Friday, January 27, 2012

What Do I Have in My Pocketses?

Several years I worked with a third grade student named Enrico Jimenez.  Enrico was a short chubby kid who wore a puffy winter coat that made him look like an almost perfect sphere.  Every day he would see me and ask, "Hey, can I show you something?"  The items that emerged from the jacket never ceased to amaze me.  Everything from rubber lizards to party favors would be yanked out of one of his pockets once I'd given my (slightly nervous) permission to share.  I had spoken to his father on a few occasions who insisted that they had taken everything away from him because of bad behavior and he had no idea where these things came from (which only amused me more). 

One of my favorites was when Enrico asked me one morning if had problems with my dry wall (a slightly odd question from a third grader to put it mildly).  Before I could answer he said, "cause if you do, call these guys" and from his winter jacket he produced a business card for some dry wall guy; the card being held up for me to take between his pointer and middle finger like a used car salesman.

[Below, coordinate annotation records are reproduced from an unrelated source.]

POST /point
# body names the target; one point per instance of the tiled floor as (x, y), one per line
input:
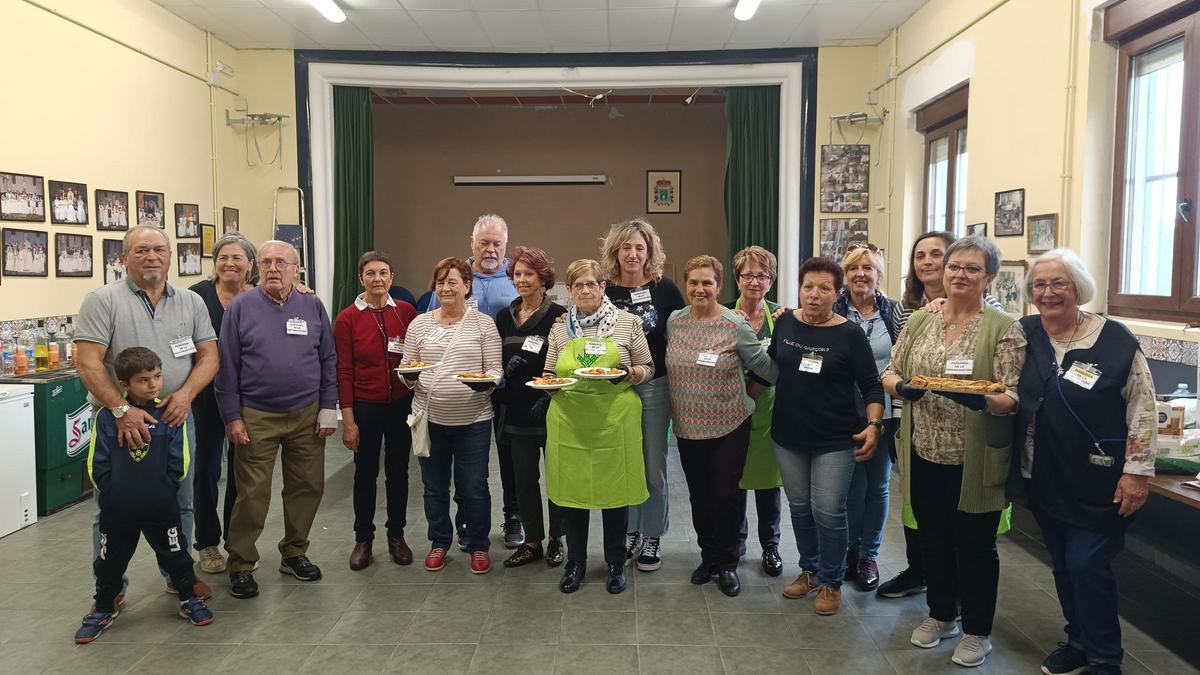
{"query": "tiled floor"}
(391, 619)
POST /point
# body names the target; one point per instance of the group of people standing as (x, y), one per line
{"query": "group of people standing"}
(819, 401)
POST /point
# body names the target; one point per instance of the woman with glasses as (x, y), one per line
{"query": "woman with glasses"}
(631, 257)
(954, 448)
(754, 269)
(867, 506)
(1090, 430)
(593, 428)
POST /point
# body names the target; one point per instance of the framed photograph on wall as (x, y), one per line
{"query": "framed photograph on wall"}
(1043, 233)
(112, 209)
(72, 255)
(208, 239)
(69, 203)
(189, 258)
(663, 191)
(22, 197)
(845, 178)
(1007, 286)
(151, 208)
(1009, 213)
(838, 233)
(25, 252)
(229, 216)
(114, 267)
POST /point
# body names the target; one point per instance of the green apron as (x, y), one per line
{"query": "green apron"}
(594, 435)
(761, 472)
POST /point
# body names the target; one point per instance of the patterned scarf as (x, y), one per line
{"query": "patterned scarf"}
(605, 318)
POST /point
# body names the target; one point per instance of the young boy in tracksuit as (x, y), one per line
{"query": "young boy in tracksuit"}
(138, 496)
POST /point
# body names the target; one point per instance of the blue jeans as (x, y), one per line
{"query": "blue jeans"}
(462, 451)
(867, 507)
(651, 517)
(1086, 585)
(186, 515)
(816, 485)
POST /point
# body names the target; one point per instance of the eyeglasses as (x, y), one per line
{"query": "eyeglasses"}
(970, 270)
(1059, 285)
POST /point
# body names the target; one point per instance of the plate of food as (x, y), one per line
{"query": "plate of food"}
(599, 372)
(415, 366)
(551, 383)
(955, 386)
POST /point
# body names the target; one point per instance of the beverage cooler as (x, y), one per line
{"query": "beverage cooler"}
(63, 432)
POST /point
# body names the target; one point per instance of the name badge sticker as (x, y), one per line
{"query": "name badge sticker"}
(183, 346)
(959, 366)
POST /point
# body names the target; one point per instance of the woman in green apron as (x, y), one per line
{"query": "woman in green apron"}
(594, 428)
(754, 268)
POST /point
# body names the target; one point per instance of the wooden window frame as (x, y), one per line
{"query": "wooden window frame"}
(1183, 303)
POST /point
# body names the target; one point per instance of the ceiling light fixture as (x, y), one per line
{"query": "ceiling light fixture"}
(745, 10)
(329, 10)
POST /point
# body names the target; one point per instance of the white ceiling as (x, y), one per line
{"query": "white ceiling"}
(545, 25)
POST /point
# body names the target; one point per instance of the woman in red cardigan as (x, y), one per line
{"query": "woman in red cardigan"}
(370, 340)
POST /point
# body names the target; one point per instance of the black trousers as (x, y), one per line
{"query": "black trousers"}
(713, 469)
(575, 526)
(119, 539)
(958, 548)
(768, 506)
(387, 425)
(527, 453)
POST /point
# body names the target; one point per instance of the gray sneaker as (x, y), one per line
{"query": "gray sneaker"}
(930, 632)
(972, 650)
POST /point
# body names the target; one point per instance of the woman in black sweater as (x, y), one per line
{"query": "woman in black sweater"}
(523, 328)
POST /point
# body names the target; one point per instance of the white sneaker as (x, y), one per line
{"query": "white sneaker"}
(930, 632)
(972, 650)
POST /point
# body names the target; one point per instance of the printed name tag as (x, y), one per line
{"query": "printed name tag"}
(811, 363)
(959, 366)
(533, 344)
(1083, 374)
(183, 347)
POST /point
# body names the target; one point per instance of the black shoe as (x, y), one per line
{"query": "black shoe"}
(907, 583)
(1066, 661)
(525, 555)
(514, 532)
(616, 578)
(243, 585)
(703, 574)
(555, 553)
(729, 583)
(772, 563)
(573, 575)
(300, 567)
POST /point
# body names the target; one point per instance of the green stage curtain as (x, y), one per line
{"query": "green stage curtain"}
(751, 173)
(353, 190)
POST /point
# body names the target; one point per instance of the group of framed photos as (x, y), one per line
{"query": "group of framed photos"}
(27, 252)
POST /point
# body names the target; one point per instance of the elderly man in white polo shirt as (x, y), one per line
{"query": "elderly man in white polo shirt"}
(145, 311)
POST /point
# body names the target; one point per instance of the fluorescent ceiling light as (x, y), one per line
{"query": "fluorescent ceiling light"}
(745, 10)
(330, 10)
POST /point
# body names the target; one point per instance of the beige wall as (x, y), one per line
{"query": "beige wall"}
(421, 216)
(115, 95)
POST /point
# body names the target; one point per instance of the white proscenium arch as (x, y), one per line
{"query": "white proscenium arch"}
(324, 76)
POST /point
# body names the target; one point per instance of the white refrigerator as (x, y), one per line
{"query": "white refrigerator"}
(18, 477)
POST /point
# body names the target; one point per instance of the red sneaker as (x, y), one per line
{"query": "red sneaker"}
(480, 562)
(436, 560)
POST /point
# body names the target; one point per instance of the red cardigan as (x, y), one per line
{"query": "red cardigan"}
(365, 368)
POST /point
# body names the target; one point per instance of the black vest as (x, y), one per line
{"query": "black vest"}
(1069, 422)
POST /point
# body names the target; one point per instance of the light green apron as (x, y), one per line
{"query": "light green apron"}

Unfortunately, Enrico didn't have a very happy life.  His mom wasn't in the picture and his father had just been released from prison.  Enrico would have emotional breakdowns which included violent unmanageable tantrums.  He would cry and scream for hours, throw things, and try to run out of the school.  This eventually led to his being placed in an ED/BD classroom which only made his outbursts more frequents (and more accepted...). 

Eventually, I had to bring his father in to talk about these behaviors.  When he came in, he very politely told me that he saw all the same problems at home and didn't know what to do with him.  He went on to say that he had just got out of prison, was trying to get his own life back on track, had just got a job, and could not be bothered with phone calls from the school & requests to come in to meet with staff.  Enrico's dad let me know that he had nothing to offer by way of suggestions, and that while he was at school he was our problem.  If we had to suspend him, expel him, etc., he understood but to please not bother him anymore.  He then shook my hand and left.   

We were left with an emotional time bomb and little resources to manage his breakdowns other than punishment.  His teacher was wonderful and loved him, but with other students was limited in terms of how much she could help him let alone teach him.

At least Enrico's dad was honest.  "He's your problem." In so many instances the parents give the impression they care when they don't, or perhaps defend behaviors blindly while driving a wedge between the school and home. 

These complicated situations are becoming more and more common. There are no obvious solutions (maybe no solutions at all...).  Standardized tests do not accurately reflect the effort and quality of work a teacher puts in with a child like this, nor does it accurately reflect the child's progress.  Yet at year's end, this teacher would be considered, on paper, to have failed Enrico.  This is unfair.